After a two-year hiatus Guyana’s national female basketball team will be back in action as they are scheduled to compete in the Gillian Brazier tournament in Antigua.
Michael Burnette, representative of female basketball on the Guyana Amateur Basketball Federation, said that the federation is in the process of calling all players to compete in a local competition before a team is named to contest the tournament.
Burnette acknowledged that the national female team has not been on tour but noted that the basketball federation is working to improve those who are interested in the sport for both genders.
“In recent months we have had a clinic for referees and table officials. We have had Tom Newell and NBA coach to certify coaches and out of the batch of forty-one coaches we had five women coaches.”
The female coaches, he said, speaks to the development of the women’s game.
“Eventually we would see more women becoming certified as coaches, referees table officials and the likes of such.”
“Women particularly are not active basketball players, there are a few teams and in recent years there have been very little competitions for these teams.”
However, a number of women are still involved in the sport and they respond well to calls whenever there are tournaments, Burnette said.
For there to be real development there needs to be an introduction of the sport at the school level so “that would serve as the incubator for the development of the sport.”
The federation, he said, would be working through the Education Ministry to ensure that the sport becomes part of the school curriculum.

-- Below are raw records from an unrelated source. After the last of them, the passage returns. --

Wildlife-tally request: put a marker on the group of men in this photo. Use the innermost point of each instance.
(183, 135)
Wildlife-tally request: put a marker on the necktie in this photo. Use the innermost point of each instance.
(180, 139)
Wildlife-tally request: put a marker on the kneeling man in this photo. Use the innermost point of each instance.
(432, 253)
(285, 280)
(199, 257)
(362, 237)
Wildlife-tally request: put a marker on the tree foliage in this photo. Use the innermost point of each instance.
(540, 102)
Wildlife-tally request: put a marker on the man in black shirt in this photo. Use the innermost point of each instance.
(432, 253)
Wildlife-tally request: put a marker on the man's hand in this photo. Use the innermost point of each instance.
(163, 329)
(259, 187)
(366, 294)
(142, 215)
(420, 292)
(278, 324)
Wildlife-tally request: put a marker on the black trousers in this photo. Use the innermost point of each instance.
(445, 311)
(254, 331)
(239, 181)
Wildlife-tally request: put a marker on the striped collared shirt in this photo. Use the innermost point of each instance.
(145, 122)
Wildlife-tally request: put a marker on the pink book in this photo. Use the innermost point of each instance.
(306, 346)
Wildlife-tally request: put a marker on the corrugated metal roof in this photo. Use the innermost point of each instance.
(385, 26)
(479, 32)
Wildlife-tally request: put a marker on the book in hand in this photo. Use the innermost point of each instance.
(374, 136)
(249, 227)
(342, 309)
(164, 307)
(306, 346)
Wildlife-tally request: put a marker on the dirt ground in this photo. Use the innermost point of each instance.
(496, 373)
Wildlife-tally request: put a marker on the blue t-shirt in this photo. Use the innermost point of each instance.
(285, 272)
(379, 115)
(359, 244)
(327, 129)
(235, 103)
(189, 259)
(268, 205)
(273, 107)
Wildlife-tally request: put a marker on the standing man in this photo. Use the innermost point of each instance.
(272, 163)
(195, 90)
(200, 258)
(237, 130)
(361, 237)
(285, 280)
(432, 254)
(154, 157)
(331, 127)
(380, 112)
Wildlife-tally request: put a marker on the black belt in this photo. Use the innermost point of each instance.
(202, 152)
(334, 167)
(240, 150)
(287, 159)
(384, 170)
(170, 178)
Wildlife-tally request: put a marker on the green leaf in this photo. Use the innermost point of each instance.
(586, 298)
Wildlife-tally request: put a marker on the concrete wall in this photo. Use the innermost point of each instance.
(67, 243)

Burnette said there are many reasons why club tournaments are not being held at the level they were before. But he could not say how many women are involved in the sport, although New Amsterdam has a very active women’s team. Linden and Kwakwani, he said, have excellent developmental programmes. “So we have very active cells throughout Guyana, more on the coast except for Linden and Kwakwani. But at New Amsterdam, East Coast, West Coast and Georgetown and the East Bank we have pockets of basketball being played by women.”
He said, however, that one of the major problems in Guyana is that women’s sports are oftentimes overlooked in favour of the men who get most of the attention.
“I am not the best advocate because I am not a woman, but I recognize that we don’t give the same resources to women as we do to men in sports generally in Guyana.”
That, he said, has to be changed as there has to be some level of gender equality. “That is from the policy level, policy being the government recognizing that their support in sport should engender both men and women equally.”
Women, he said, should not be treated as second class citizens, but that is not something that will change overnight.
“We have to change a lot of attitudes, we have to change the women’s attitude because they should not accept being second in any facet of life.”
According to him the federation has developed a five- year programme titled: ‘Life of the Federation” to address several issues, getting a specific number of women involved in the sport at different levels, education, external input – competitions locally or internationally and the level of coaching.
Burnette, an attorney by profession, said education is a major component of the five-year programme.
“We are hoping that basketball gets to the level where we could bring in an educational component, meaning that we are getting scholarships for the athletes that we are pushing for academic development.”
It is important for players to have something to fall back on when their basketball careers are over. “Basketball should really be a stepping stone to greater things,” he emphasized.
He admitted that it is hard work, but said he has the confidence that the federation would be able to achieve its goals, based on the work that it has been doing.